Steve Newell said...


Sproul's comments have to do with free will after salvation, not prior. Only after salvation, can we make the type of choices that you have written about. Even then, our choices are limited by our sinful nature that still remains within us.

Prior to salvation, we have no free will to either accept or reject God since we are dead in our sins. Free will only comes after salvation.

J. K. Jones said...


I think we agree, but I am not sure.

What you are describing sounds much like High-Calvinism to me. All you have to add to what you are saying to have High, or possible even Hyper-, Calvinism is that the unbeliever is not responsible to do something he can’t do.
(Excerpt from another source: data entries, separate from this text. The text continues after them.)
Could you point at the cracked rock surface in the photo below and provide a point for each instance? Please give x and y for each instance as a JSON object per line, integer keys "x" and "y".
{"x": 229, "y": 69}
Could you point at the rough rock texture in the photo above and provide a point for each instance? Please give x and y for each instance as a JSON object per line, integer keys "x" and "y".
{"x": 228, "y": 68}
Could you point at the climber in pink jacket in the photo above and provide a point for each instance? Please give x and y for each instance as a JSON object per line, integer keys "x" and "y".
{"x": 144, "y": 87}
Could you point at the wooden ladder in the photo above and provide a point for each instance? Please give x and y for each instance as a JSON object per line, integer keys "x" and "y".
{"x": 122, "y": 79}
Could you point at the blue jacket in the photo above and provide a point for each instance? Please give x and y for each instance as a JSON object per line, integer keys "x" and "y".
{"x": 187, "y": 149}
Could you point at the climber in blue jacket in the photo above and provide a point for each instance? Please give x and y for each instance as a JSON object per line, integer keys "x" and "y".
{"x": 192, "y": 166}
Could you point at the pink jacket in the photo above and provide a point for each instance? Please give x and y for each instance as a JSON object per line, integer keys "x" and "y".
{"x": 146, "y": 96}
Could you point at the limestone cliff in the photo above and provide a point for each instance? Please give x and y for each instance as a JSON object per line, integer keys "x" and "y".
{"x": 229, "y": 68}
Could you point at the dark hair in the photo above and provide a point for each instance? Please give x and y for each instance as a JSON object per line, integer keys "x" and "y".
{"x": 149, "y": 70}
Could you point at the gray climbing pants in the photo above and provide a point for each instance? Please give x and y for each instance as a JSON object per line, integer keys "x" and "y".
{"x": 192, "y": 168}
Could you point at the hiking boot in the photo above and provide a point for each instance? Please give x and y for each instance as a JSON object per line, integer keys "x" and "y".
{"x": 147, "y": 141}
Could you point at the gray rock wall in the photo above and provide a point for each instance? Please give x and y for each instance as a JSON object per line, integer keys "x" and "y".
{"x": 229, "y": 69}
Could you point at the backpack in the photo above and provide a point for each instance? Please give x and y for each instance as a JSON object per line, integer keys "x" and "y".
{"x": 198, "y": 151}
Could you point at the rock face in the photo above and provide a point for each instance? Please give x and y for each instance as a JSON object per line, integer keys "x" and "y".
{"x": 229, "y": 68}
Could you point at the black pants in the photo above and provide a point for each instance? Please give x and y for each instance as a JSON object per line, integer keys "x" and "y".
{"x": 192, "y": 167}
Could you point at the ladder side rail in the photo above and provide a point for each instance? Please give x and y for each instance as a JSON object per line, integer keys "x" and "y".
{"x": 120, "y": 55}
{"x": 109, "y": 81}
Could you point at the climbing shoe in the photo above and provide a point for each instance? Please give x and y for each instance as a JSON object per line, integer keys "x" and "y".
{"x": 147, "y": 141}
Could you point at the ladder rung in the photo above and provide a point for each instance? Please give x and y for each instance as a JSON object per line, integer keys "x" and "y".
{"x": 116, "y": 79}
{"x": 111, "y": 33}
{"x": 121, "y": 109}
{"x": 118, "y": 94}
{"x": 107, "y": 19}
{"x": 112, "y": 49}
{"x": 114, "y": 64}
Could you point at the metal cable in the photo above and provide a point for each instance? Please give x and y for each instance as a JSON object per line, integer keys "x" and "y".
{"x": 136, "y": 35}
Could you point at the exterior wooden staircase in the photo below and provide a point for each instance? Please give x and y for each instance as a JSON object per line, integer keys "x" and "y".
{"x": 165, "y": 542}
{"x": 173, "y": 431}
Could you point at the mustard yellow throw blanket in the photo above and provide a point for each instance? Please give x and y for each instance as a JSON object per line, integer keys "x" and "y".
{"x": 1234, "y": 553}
High Calvinism says we are not to require anything in teaching and preaching of a person that he is not completely able to do. Is that anything like what you intend to say?

People are free to accept or reject Christ in that there is nothing outside them, outside their will and emotions, that keeps them from accepting the free offer of salvation in Christ. They are not free in that their will and emotions are in bondage to sin. That is, they will not come to Christ because they don’t want to. They do not have any desire to do so. God must give them a new heart and new desires for them to come to Christ. That’s why the free offer of the gospel is a real and sincere offer.

To quote from Chapter 9 of The 1689 London Baptist Confession of faith (http://www.founders.org/library/bcf/bcf-9.html):

“IN the natural order God has endued man's will with liberty and the power to act upon choice, so that it is neither forced from without, nor by any necessity arising from within itself, compelled to do good or evil.” - Deut. 30:19; Mat. 17:12; Jas. 1:14.”

“As the consequence of his fall into a state of sin, man has lost all ability to will the performance of any of those works, spiritually good, that accompany salvation. As a natural (unspiritual) man he is dead in sin and altogether opposed to that which is good. Hence he is not able, by any strength of his own, to turn himself to God, or even to prepare himself to turn to God. - John 6:44; Rom. 5:6; 8:7; Eph. 2:1,5; Titus 3:3-5.”

God’s action on the hearts of the elect allows them to choose to place their faith in Christ. The 1689:

“When God converts a sinner, and brings him out of sin into the state of grace, He frees him from his natural bondage to sin and, by His grace alone, He enables him freely to will and to do that which is spiritually good. Nevertheless certain corruptions remain in the sinner, so that his will is never completely and perfectly held in captivity to that which is good, but it also entertains evil. - John 8:36; Rom. 7:15,18,19,21,23; Phil. 2:13; Col.1:13.”

Lastly, I turn to Andrew Fuller (http://siteone.com/religion/baptist/baptistpage/Reading/Gospel_Fuller/Gospel01.htm):

“It is no part of the controversy whether unconverted sinners be able to turn to God, and to embrace the gospel; but what kind of inability they lie under with respect to these exercises; whether it consists in the want of natural powers and advantages, or merely in the want of a heart to make a right use of them. If the former, obligation, it is granted, would be set aside; but if the latter, it remains in full force. They that are in the flesh cannot please God; but it does not follow that they are not obliged to do so; and this their obligation requires to be clearly insisted on, that they may be convinced of their sin, and so induced to embrace the gospel remedy.”